Les Grands de la poésie du XXe siècle : Entretien avec Pierre Jean Jouve (première partie)
22/05/2016
Le Mercure de France a mis quatre années pour éditer l'ensemble de votre poésie, sous sa forme revue et définitive. Quelle est l'importance pour vous d'une telle publication ?
Pierre Jean Jouve : La réponse va de soi. C'est la chose la plus importante que j'aie eue à faire. Après avoir été d'abord publié par Gallimard, et, lors d'un bref passage, aux éditions de Minuit (je laisse de côté les publications à l'étranger pendant la guerre), je suis entré au Mercure de France, sous l'administration de M. Samuel de Sacy ; j'ai d'abord publié au Mercure En miroir, journal sans date, et Langue, en 1954.
L'édition définitive dont vous parlez a suivi celle de mes romans, commencée au Mercure en 1959 ; l'édition de Poésie, à partir de 1964, conduite par Madame Simone Gallimard, est bien entendu une chose importante - la chose pour moi capitale.

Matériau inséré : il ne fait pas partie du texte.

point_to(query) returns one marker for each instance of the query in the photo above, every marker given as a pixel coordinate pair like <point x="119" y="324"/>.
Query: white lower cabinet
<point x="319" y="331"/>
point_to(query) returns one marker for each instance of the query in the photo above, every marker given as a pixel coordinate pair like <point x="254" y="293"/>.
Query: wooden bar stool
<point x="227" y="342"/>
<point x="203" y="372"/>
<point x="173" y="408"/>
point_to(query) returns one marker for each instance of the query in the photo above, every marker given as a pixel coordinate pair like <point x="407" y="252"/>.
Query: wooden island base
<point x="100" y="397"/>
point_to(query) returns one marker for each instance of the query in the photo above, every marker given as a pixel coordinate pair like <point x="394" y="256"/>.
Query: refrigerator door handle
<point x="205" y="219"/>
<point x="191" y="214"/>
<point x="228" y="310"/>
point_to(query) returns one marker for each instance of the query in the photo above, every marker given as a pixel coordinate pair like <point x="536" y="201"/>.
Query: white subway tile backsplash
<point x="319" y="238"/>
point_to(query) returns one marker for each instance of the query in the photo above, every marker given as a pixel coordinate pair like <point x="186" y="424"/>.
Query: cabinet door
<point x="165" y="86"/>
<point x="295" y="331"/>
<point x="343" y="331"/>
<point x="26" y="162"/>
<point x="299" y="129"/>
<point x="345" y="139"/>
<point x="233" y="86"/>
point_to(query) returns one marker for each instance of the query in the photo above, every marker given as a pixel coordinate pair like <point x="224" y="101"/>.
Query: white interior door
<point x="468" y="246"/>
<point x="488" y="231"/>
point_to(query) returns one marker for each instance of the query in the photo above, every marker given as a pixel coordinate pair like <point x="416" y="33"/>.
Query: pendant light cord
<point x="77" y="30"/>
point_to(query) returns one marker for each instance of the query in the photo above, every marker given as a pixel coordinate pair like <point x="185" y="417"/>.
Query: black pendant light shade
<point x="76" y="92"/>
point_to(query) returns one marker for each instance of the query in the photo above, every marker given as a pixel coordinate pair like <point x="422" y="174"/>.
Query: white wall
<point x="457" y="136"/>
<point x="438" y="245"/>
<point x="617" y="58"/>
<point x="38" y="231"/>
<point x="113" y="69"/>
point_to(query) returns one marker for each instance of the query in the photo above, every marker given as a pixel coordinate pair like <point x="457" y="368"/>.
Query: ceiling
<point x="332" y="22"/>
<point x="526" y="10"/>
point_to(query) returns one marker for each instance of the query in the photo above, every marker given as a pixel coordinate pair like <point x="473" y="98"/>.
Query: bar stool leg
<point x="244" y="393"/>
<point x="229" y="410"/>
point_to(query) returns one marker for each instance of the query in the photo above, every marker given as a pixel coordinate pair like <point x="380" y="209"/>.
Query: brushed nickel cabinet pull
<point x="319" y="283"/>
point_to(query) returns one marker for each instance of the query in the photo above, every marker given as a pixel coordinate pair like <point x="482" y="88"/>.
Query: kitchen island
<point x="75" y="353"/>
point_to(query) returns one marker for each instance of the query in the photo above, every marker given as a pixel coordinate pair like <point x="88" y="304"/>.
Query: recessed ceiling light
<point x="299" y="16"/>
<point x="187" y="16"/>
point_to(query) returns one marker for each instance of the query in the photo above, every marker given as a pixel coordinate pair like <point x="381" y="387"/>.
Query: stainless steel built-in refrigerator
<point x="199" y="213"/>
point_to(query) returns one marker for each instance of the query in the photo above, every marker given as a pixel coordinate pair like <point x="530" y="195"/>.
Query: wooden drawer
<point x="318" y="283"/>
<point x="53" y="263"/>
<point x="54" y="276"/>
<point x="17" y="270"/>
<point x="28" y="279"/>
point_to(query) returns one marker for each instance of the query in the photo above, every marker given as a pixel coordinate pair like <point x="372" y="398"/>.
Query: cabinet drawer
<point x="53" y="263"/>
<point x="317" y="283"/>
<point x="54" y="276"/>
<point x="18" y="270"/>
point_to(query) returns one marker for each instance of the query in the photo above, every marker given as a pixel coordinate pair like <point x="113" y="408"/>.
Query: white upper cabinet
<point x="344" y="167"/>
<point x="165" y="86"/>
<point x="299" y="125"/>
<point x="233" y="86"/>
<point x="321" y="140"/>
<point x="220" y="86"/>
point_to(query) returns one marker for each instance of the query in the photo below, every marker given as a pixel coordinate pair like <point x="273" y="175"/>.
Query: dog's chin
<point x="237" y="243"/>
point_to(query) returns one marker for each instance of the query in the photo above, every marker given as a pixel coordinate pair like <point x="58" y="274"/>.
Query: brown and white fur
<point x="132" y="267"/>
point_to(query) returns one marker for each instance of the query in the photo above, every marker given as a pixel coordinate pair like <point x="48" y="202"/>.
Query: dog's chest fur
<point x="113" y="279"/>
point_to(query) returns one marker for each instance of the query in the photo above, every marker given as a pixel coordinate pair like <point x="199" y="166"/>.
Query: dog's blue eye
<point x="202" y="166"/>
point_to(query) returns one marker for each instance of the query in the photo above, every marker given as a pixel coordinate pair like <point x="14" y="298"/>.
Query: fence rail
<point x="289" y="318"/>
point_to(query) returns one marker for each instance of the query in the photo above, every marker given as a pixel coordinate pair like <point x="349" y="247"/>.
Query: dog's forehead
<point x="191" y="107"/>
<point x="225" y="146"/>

La poésie en une grande étendue doit vaincre l'inertie plus grande du lecteur. Elle démontre aussi à l'auteur son ouvrage. Importance du point de vue technique : la présentation de l'édition, sa mise en page aérée et très intelligente de M. Gilbert Minazzoli. Importance enfin du point de vue d'une révision formelle.
Les réductions apportées aux textes sont de proportion diverse. J'ai retiré quelques éléments qui me semblaient affaiblis avec le temps, d'autres qui n'étaient plus nécessaires. Si, dans le tome I, les retouches sont minimes (de courtes parties dans les Noces), par contre dans le tome II j'ai dû considérer plusieurs grands resserrements. La plupart des oeuvres qui s'y trouvent ont été créées pendant la guerre. Dans de telles périodes de tension, on donne à une certaine série de sentiments, un certain mouvement, une certaine espèce de passion. J'ai supprimé des réminiscences et des correspondances de textes, en particulier dans la Vierge de Paris. Mais l'ouvrage est ce qu'il doit être et toutes les choses importantes du temps de ma Résistance y sont. Dans les deux derniers tomes, on peut noter seulement quelques rares retouches dont la problématique appartient à la poésie.
Comment vous apparaît cette somme d'une vie tout entière consacrée à l'écriture ?
Pierre Jean Jouve : J'ai passé ma vie à écrire dans une certaine force de création, et tout a été conduit, organisé à l'intérieur de cette force. J'ai le sentiment d'avoir rempli au plus fort, au plus haut, la destinée qui m'était faite. Toutes mes situations de vie ont été orientées vers un certain mouvement du travail qui représentait à la fois mon essence et mon existence. Je ne crois pas être sorti complètement des voies d'un homme comme Baudelaire, mais sa vie étant infiniment moins longue que la mienne, son oeuvre est plus retreinte ; et tout autre son économie. Je reconnais que mon économie est lourde et grave, mais c'est ainsi. Mon oeuvre est de continuité, rupture et ambiguïté.
Nous voici à Baudelaire. Vous avez écrit "dans sa souche", et sur lui un Tombeau...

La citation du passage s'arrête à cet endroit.